Interviewer: Connected to Haraway´s second millennium and the implication of time; the rise of what today is referred to as modernity is also said to, to a large extent equate with the sharpened distinction between public and private domains (Wolff 1985:43). You have already briefly touched upon how women were coupled to the private sphere (cf. Wolff 1994:115). Consequently, since modernity to a large extent, was equated with experiences in the public sphere (Wolff 1985:44), women were also being excluded from the experience of modernity. The claim that private and public domains have been – and still to a large extent are – gendered, is, as you also mentioned, something that unables women to flânerie. How do you relate to the distinction between public and private?
Interviewee: I think it is somewhat problematic to talk about the public/private as separated entities. Indeed, spatial settings are gendered differently but the divide public/private neglects these domains as inextricable and mutually feeding off from each other. Moreover, assuming the division between public and private as a-historical and universal tends to promote an anachronistic view (Wilson 1992:98). Important to remember is the notion of public/private as subject for constant negotiations and that makes it difficult – and not particularly fruitful – to draw sharp borders. Hence, rather than reproducing the above dichotomy, I call for the fl@neur as the transgressor, the borderland being or as Donna Haraway (2004) puts it; the inappropriate/d other (Haraway 2004:70). As an inappropriate/d other, the flâneur occupies an ambiguous position and makes visible flaws in the web of dualisms. Similar to the cyborg, the fl@neur thus skilfully dodges and defies dichotomist expressions (cf.

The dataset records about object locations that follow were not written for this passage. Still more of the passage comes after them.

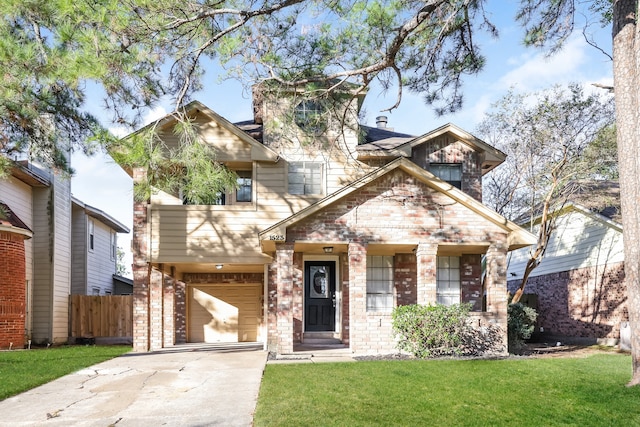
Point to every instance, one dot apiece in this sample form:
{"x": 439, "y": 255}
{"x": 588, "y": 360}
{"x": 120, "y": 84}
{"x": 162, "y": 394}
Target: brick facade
{"x": 582, "y": 303}
{"x": 12, "y": 290}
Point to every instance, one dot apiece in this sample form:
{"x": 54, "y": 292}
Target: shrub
{"x": 438, "y": 330}
{"x": 520, "y": 326}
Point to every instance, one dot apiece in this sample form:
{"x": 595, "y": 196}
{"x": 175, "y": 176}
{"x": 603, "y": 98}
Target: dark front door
{"x": 320, "y": 295}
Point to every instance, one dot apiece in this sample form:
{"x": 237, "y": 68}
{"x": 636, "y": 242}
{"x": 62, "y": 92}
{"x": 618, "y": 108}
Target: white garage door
{"x": 224, "y": 313}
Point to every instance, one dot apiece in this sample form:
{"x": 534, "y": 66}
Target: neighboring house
{"x": 579, "y": 282}
{"x": 95, "y": 250}
{"x": 50, "y": 260}
{"x": 321, "y": 239}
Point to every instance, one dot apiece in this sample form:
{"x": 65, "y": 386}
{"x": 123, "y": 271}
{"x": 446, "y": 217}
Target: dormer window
{"x": 449, "y": 172}
{"x": 309, "y": 116}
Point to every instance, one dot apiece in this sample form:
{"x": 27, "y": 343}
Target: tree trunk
{"x": 626, "y": 70}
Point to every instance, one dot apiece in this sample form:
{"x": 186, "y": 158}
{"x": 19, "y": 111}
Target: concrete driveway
{"x": 190, "y": 385}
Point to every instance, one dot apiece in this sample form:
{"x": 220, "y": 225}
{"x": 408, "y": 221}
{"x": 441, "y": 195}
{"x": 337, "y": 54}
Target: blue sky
{"x": 104, "y": 185}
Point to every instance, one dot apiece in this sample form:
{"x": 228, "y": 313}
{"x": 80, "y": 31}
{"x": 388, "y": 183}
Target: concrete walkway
{"x": 190, "y": 385}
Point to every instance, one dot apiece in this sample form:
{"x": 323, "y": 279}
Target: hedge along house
{"x": 332, "y": 225}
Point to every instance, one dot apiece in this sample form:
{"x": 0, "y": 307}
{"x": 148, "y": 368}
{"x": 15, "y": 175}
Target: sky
{"x": 99, "y": 182}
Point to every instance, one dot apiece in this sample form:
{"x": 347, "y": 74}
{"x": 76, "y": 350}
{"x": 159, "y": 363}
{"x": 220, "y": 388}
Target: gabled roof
{"x": 393, "y": 144}
{"x": 101, "y": 216}
{"x": 518, "y": 237}
{"x": 10, "y": 222}
{"x": 598, "y": 199}
{"x": 259, "y": 152}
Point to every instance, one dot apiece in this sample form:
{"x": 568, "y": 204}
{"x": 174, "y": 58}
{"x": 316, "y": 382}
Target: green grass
{"x": 581, "y": 392}
{"x": 21, "y": 370}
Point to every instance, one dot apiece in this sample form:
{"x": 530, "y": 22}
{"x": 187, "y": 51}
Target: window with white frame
{"x": 245, "y": 187}
{"x": 380, "y": 283}
{"x": 113, "y": 244}
{"x": 91, "y": 234}
{"x": 305, "y": 178}
{"x": 449, "y": 172}
{"x": 448, "y": 280}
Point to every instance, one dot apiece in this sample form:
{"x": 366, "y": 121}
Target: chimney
{"x": 381, "y": 122}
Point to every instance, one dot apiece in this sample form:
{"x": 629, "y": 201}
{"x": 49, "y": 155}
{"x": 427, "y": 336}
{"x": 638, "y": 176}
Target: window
{"x": 91, "y": 234}
{"x": 449, "y": 172}
{"x": 305, "y": 178}
{"x": 243, "y": 193}
{"x": 309, "y": 116}
{"x": 113, "y": 244}
{"x": 380, "y": 283}
{"x": 448, "y": 280}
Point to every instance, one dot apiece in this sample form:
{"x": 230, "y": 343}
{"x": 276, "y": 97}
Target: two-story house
{"x": 51, "y": 245}
{"x": 332, "y": 225}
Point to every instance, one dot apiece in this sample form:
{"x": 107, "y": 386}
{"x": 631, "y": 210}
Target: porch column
{"x": 426, "y": 260}
{"x": 168, "y": 310}
{"x": 357, "y": 296}
{"x": 141, "y": 270}
{"x": 496, "y": 286}
{"x": 284, "y": 286}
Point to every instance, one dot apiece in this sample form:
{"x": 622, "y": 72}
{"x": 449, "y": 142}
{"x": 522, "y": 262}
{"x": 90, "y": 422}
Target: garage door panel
{"x": 224, "y": 313}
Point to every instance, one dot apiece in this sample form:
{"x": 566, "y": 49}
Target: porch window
{"x": 449, "y": 172}
{"x": 305, "y": 178}
{"x": 448, "y": 280}
{"x": 243, "y": 193}
{"x": 380, "y": 283}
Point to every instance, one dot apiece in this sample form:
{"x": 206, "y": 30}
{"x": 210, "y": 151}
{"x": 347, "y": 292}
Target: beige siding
{"x": 62, "y": 260}
{"x": 579, "y": 241}
{"x": 79, "y": 252}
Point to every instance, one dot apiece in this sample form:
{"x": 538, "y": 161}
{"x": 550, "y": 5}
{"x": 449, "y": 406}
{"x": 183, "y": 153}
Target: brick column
{"x": 284, "y": 286}
{"x": 180, "y": 312}
{"x": 168, "y": 311}
{"x": 426, "y": 263}
{"x": 357, "y": 296}
{"x": 496, "y": 286}
{"x": 141, "y": 271}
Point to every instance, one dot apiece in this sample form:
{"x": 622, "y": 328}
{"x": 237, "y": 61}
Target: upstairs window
{"x": 113, "y": 245}
{"x": 245, "y": 186}
{"x": 449, "y": 172}
{"x": 448, "y": 280}
{"x": 92, "y": 229}
{"x": 380, "y": 283}
{"x": 305, "y": 178}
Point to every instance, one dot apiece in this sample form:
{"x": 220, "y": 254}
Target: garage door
{"x": 224, "y": 313}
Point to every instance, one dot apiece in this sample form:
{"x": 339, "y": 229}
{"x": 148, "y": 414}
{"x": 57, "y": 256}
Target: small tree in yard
{"x": 545, "y": 136}
{"x": 438, "y": 330}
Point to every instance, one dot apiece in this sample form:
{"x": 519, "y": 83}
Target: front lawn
{"x": 21, "y": 370}
{"x": 586, "y": 391}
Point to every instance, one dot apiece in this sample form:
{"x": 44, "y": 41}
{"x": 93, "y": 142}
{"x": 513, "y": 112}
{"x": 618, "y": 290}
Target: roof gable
{"x": 392, "y": 144}
{"x": 518, "y": 237}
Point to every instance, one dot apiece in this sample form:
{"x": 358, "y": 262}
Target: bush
{"x": 520, "y": 326}
{"x": 438, "y": 330}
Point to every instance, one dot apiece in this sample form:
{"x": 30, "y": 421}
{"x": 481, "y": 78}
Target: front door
{"x": 320, "y": 295}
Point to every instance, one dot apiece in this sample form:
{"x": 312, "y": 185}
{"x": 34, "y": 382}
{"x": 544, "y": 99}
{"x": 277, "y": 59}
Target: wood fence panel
{"x": 101, "y": 316}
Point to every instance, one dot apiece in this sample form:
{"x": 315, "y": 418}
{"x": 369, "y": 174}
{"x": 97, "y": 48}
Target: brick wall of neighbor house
{"x": 12, "y": 290}
{"x": 583, "y": 303}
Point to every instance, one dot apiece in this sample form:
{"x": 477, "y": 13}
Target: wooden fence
{"x": 95, "y": 316}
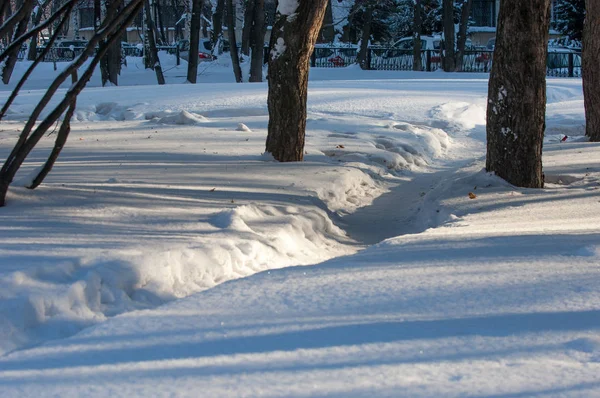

Haraway 1991:181). To further elucidate and disclose the ambiguity between domains such as public and private I suggest a closer look at what can be referred to as male transgressors. For as Janet Wolff (1994) also pinpoints in her later work; women in the 19th century were by no means the only ones peeking out from the private closed sphere, thus following the crowds from afar. Indeed, artists like Chagall and Matisse several times depicted the throng from the window rather than from within the street (Wolff 1994:121).Consequently, men as well as women disobeyed the borders of what was considered as public and private domains and this opposes the assumption of gender and spatiality as black boxed categories. Gender differences are indeed not at all easy to fit into the rigid boxes of public and private (Wolff 1994:124) which is why I – following the later works of Janet Wolff – advocate “gender ambiguities, unstable borders and intermediate identities” (Wolff 1994:127)
Interviewer: To provoke your forthright manifest, I’d like for you to discuss the flâneur and the reputation of being merely an irresponsible idler in the early arcades of Paris. These acts of purposelessly strolling seem to enact the flâneur as rather careless.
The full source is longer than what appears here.